Not since the infamous one-man show The Centering (about a prisoner who avoids the pain of his confinement by "escaping to the only refuge available: the circus clown within his mind") have I found a local theatrical production so utterly, completely baffling. Almost, Maine suffers from a surfeit of sincerity so pronounced that it can't help but induce screeching cognitive dissonance in any audience member with even a partially developed sense of irony.
Overstatement? Oh, no.
Almost, Maine is a collection of scenes set in one small Maine town, with each vignette focusing on a romantic relationship.

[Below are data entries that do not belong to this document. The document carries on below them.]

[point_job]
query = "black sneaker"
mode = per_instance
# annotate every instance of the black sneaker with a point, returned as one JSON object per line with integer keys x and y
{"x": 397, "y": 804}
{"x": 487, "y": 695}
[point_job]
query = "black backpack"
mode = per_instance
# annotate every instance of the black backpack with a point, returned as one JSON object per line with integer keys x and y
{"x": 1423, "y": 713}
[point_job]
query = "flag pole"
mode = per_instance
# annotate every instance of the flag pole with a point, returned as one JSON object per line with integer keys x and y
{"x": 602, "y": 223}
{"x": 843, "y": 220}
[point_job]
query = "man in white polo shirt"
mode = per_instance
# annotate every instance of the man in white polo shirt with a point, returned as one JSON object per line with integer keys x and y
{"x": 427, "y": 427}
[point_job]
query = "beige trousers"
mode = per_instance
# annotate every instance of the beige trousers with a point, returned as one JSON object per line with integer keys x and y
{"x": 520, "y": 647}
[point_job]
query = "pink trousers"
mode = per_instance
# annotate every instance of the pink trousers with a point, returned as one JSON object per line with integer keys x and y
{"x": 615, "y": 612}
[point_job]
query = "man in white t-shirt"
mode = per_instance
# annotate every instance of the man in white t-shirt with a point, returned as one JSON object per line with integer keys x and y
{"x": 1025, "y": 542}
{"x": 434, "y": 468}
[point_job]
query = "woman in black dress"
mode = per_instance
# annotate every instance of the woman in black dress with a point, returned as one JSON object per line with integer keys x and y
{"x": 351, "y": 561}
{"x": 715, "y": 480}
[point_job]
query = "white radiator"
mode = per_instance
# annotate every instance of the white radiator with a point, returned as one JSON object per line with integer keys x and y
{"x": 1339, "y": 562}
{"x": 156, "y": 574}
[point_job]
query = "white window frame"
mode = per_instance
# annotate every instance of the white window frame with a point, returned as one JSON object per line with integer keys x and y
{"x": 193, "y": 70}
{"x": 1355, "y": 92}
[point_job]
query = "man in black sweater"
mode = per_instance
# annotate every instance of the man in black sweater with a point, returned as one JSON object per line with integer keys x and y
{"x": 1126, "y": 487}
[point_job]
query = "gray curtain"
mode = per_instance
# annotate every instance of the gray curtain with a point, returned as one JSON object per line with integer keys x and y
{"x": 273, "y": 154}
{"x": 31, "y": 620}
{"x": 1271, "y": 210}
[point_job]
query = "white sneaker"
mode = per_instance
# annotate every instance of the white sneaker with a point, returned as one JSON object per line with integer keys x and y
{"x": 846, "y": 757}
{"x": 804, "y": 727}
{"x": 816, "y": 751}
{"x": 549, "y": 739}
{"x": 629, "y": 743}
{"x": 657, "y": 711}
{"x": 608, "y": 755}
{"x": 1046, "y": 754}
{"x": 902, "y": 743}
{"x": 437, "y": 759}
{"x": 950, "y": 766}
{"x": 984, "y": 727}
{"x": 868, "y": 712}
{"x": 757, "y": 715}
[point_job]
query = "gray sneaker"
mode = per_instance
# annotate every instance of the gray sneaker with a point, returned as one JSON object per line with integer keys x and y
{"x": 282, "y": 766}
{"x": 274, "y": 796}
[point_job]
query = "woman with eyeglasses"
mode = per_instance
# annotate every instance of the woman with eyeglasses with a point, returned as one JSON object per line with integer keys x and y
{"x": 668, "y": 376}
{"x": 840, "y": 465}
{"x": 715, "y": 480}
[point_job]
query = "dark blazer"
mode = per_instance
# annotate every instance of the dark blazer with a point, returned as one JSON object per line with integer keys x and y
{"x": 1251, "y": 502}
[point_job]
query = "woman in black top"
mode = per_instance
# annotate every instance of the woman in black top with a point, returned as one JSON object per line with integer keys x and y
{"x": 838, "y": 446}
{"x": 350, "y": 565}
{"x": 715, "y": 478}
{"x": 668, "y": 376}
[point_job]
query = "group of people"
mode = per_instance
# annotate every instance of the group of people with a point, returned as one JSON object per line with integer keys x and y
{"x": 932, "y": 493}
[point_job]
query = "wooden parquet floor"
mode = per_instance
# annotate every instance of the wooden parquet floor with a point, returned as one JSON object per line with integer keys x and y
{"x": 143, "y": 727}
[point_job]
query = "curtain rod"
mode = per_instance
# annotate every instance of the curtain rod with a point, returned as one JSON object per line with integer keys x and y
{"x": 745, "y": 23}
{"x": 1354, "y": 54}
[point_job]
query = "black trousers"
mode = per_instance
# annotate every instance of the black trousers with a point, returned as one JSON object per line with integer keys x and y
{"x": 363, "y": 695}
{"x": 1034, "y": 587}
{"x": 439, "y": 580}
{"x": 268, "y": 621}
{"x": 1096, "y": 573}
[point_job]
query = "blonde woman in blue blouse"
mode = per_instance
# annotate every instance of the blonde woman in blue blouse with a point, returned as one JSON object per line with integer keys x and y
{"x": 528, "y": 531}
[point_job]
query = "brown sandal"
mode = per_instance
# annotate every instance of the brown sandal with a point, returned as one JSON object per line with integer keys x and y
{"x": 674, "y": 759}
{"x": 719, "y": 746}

In one scene, a woman named Hope shows up on the doorstep of her college boyfriend, believing that he might have been waiting for her to come back to him—only to find that in her absence he married someone else because he, ahem, "lost a lot of hope." In another scene, a girl meets a boy who thinks he suffers from a nerve disorder wherein he can't feel pain (or, by a nonsensical extension typical of this production, love). But when she accidentally hits him in the head with an ironing board, he, in a moment of inanity unparalleled by any in my years of Portland theater-going experience, gazes up at her and says, "Ouch." (Get it? she teaches him how to feel.) And then there's the scene in which two ice fisherman fall in love—literally fall, on the ground, over and over, as they try and fail to reach one another, because god forbid two men be allowed to have a moment of the sort of intimacy that is permitted to every single straight pairing in the show (i.e., gratuitous make-out scenes, of which this show has a crapload).
The ensemble's standouts are Brooke Totman and Les Peck, whose characters would be likeable if it weren't for the incredibly annoying things they keep saying. It's very, very difficult to look past this script to any other aspects of the show, however; Almost, Maine is a hackneyed muddle of overused metaphors and trite sentimentality masquerading as magical realism, and everyone involved bears some responsibility.